The organic growth in the Group was impacted by the negative development in Telecom & Media, which is TietoEnator's biggest business area. This is largely due to lower prices and weak demand for new projects. In most other business areas organic growth was at good levels. Banking & Insurance had the highest growth with a contribution from the new joint venture, TietoEsy, and good demand in the solutions business. In Government, Manufacturing & Retail, government and especially manufacturing had good organic growth. Processing & Network returned to healthy organic growth after declining in 2005 as new contracts and add-on sales now compensate for lower prices.

Due to the International Financial Reporting Interpretations Committee's interpretation (IFRIC 4) a total of EUR 1.4 million of invoicing from customers was recognized as leasing contracts and not as net sales in Processing & Network. The interpretation has been applied retroactively for 2005 and the impact on Q1 2005 was EUR 1.2 million. IFRIC 4 also lowered Processing & Network's depreciation by EUR 1.3 (1.1) million and increased the Group's interest income by EUR 0.1 million.

First-quarter growth was 16% in Norway (13% in local currency), 9% in Finland, and -6% in Sweden (-3% in local currency). In Norway Banking & Insurance and Energy have grown strongly, in Finland TietoEsy in Banking & Insurance contributed positively and in Sweden the decline was mostly due to Telecom & Media. In Germany net sales were at the same level as in the first quarter of 2005.

The banking and insurance sector increased its share to 20% (16) of Group net sales in the first quarter with the help of acquisitions and good organic growth in the Banking & Insurance business area and extended contracts in Processing & Network. Telecom and media's share fell to 29% (34). The public sector contributed 20% (20) of sales, the forest sector 5% (5) and the energy sector 4% (5).
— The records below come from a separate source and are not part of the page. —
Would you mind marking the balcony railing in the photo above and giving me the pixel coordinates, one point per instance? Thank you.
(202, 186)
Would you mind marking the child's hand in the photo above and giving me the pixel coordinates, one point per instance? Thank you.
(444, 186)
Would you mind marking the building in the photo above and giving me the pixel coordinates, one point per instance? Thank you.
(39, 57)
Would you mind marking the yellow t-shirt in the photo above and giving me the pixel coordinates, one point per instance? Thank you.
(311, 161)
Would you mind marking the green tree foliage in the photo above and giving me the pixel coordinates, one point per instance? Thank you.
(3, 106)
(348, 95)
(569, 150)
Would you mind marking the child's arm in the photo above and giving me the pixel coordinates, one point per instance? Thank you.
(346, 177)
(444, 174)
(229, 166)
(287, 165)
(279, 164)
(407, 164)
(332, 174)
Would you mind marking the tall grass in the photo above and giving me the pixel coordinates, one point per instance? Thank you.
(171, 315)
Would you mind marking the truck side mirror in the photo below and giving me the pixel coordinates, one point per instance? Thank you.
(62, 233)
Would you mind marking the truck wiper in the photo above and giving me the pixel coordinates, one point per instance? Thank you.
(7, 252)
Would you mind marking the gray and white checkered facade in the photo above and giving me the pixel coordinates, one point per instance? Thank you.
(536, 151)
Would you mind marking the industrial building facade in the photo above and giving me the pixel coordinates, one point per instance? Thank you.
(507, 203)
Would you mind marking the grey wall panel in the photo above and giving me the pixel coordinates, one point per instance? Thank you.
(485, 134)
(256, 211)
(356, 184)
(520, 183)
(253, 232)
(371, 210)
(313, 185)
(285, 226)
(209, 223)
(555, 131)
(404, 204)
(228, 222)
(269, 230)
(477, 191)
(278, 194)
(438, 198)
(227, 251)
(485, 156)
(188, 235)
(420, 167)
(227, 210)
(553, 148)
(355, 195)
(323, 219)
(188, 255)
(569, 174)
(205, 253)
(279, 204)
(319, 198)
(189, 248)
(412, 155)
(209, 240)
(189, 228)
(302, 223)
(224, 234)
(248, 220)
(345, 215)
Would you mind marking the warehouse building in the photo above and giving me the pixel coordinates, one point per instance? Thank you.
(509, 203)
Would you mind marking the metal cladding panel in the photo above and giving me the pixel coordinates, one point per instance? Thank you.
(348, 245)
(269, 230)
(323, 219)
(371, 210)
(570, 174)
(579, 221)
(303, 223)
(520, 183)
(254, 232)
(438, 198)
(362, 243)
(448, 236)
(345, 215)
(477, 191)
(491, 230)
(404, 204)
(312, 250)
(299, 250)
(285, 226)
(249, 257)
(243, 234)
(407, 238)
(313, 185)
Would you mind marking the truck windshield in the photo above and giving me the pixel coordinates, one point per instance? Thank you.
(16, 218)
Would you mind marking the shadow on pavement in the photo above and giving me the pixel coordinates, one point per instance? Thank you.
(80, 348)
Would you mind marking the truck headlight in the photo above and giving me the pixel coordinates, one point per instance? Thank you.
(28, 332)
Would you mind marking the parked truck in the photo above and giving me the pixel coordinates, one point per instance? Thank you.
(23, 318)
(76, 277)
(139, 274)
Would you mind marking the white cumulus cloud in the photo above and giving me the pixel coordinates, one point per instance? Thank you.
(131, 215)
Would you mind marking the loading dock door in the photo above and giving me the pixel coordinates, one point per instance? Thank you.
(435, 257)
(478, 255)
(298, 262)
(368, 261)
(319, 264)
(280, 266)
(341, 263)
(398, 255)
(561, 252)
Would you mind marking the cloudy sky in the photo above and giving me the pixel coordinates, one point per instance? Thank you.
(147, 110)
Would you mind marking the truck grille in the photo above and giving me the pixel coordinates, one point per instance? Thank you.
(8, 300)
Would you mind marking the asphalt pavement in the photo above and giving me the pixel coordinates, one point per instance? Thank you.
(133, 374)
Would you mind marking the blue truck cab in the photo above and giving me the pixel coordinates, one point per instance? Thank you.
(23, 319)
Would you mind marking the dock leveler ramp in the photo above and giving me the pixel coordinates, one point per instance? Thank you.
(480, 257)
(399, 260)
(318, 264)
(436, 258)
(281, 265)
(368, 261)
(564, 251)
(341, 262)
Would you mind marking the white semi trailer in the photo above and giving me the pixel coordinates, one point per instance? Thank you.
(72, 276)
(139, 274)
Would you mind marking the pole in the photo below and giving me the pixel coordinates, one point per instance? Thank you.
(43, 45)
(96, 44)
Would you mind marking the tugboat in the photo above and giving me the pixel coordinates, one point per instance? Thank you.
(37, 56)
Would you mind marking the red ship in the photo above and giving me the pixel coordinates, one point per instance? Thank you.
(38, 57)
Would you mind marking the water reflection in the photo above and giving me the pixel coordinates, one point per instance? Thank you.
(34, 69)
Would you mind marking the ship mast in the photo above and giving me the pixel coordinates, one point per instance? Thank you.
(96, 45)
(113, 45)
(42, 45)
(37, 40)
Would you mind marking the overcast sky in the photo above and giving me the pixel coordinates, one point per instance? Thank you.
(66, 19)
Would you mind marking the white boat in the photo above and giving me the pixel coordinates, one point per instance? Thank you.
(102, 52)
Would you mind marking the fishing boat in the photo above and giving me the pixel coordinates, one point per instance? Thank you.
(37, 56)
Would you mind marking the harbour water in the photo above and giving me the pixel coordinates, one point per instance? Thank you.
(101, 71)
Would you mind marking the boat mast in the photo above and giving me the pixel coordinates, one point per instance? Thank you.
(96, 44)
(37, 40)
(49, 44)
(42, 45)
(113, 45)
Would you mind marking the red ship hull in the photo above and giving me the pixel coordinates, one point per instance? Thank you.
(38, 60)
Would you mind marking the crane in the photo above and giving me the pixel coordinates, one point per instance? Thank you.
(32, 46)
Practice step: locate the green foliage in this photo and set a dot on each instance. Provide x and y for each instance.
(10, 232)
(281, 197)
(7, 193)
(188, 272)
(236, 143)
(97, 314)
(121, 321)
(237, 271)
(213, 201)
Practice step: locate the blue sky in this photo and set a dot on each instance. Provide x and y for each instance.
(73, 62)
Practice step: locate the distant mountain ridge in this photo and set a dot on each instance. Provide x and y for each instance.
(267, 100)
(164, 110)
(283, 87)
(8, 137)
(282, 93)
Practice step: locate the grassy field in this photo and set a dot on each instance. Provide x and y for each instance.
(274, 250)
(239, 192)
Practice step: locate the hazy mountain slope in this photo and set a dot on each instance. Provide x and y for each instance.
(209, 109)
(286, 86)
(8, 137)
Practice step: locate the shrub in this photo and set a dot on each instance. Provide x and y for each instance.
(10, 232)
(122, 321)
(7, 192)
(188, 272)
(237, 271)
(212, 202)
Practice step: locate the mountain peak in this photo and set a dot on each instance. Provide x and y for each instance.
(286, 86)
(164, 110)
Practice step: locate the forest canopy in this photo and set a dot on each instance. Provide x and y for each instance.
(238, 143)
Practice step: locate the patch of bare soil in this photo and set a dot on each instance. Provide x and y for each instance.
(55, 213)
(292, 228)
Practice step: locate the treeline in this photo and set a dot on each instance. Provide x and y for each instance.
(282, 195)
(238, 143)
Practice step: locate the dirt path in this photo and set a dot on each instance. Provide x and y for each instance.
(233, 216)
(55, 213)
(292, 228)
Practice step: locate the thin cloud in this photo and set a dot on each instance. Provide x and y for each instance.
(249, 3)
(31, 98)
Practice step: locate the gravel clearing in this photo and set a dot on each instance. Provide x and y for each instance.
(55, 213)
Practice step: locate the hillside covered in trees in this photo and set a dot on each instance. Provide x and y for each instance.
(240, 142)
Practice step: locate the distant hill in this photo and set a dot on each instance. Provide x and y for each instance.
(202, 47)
The order backlog, which comprises only services ordered with binding contracts, amounted to EUR 1 215 million (943) at the end of the period, 29% higher than a year before. Approximately 54% (54) is expected to be invoiced in 2006. Processing & Network's share of the order backlog is about 37%.

Profitability

The first-quarter operating profit amounted to EUR 34.9 (36.0) million representing a margin of 7.9% (8.8). EBIT includes a capital gain of EUR 4.7 million from combining TietoEnator's defence business with Saab's Finnish business into a joint venture company. Excluding capital gains the operating profit totalled EUR 30.2 (35.1) million representing a margin of 6.8% (8.6).

The restructuring process of Telecom & Media's operators business in Sweden will be finalized during the second quarter and will reduce about 100 jobs. All of the costs related to this process took place in the first quarter and totalled EUR 5.0 million. There were additional restructuring expenses in Banking & Insurance (EUR 0.6 million) and Processing & Network (EUR 1.2 million).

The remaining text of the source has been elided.